SK: A better way to think of this is asking both yourself and others – does my work make me feel ‘demoralized’? Demoralisation occurs when we lose our confidence or hope and feel disheartened in a professional context. There are numerous ways this occurs, but currently I feel that teachers are becoming demoralised by a range of external policy reforms and impositions on their teaching that counterpose an ethic of human connection and a love of learning. I believe that teachers must pivot to a position of support and care for one another to develop meaningful collegial relations so we can share emotional burdens together. Professional wellbeing needs to move from a purely individual imposition to a collective practice.

Strategies to manage emotional labour

Managing emotional labour is challenging due to the complexity of antecedents and moderating variables. However, several strategies can be undertaken to help teachers mitigate the negative consequences of emotional labour (Weaver, Allen, & Byrney, 2019; Yin, Huang, & Chen, 2019; Yin, Huang, & Lee, 2017)

  1. Being mindful of the degree of emotional labour that we are undertaking and express naturally felt emotion more frequently. This can reduce the degree of dissonance between felt and performed emotion, which reduces emotional labour and can help to enhance teacher’s perceptions of their work.
  2. Taking care of yourself outside of work hours and engaging in activities where you don’t feel the need to engage in emotional labour can similarly facilitate expression of naturally felt emotion.
  3. Connecting with colleagues and speaking openly about the emotional labour you are experiencing. Facilitating an atmosphere of trust and communicating about emotional labour has been found to help teachers express their naturally felt emotion while also establishing a sense of community support and wellbeing. Recent research has found that even brief sessions can help facilitate this.
  4. Finally, speaking to your manager about the emotional labour you are experiencing can serve to (a) help your manager understand where you may need support, (b) help you to feel more comfortable expressing naturally felt emotion at work, and (c) open a conversation about expectations regarding levels of emotional labour.

Final thoughts

While its easy to put this into a blog – putting it into practice is a lot harder. Earlier this year I found myself experiencing the negative impacts of emotional labour and found myself frustrated that I wasn’t living up to my own standard, letting my students down, and letting the school down. However, the best decision I made was speaking to my manager about this which gave us both the opportunity to manage expectations, as well as create strategies about workload and work allocation moving forward. More broadly, I found that openly speaking to my colleagues, friends and family about what I was experiencing also helped a great deal.

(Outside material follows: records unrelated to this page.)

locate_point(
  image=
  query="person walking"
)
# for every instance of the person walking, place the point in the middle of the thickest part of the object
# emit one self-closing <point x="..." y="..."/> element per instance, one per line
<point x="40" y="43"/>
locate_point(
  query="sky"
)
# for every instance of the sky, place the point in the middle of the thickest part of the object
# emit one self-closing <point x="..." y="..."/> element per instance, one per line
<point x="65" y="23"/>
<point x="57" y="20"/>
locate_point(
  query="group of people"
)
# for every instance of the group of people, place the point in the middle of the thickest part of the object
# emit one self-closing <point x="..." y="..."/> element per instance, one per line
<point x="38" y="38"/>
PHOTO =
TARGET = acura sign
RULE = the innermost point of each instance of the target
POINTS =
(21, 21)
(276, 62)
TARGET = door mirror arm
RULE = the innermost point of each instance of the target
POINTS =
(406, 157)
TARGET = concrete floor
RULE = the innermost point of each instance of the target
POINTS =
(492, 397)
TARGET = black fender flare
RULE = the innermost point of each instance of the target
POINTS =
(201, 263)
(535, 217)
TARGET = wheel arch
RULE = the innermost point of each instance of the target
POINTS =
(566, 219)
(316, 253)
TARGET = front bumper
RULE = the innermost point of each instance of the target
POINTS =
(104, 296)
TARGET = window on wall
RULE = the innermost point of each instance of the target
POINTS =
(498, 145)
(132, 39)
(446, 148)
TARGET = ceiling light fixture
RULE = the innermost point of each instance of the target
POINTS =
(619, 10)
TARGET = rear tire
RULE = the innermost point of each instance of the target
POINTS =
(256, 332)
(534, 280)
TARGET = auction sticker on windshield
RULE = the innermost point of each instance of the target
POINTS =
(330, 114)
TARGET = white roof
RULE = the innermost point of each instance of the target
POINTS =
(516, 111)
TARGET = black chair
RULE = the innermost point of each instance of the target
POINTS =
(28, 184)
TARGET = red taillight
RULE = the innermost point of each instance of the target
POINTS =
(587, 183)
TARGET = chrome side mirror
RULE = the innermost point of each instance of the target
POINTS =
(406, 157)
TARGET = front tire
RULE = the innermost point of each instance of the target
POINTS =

  • Recently it was R U OK? Day. It’s an important time to take stock, and speak to one another about what we are all experiencing.
  • Most universities offer staff and their immediate families access to professional, confidential counselling, coaching and support. For example at The University of Sydney, Benestar is the Employee Assistance Program provider. This is a free service, with each person eligible for four hours of counselling, coaching and support per calendar year.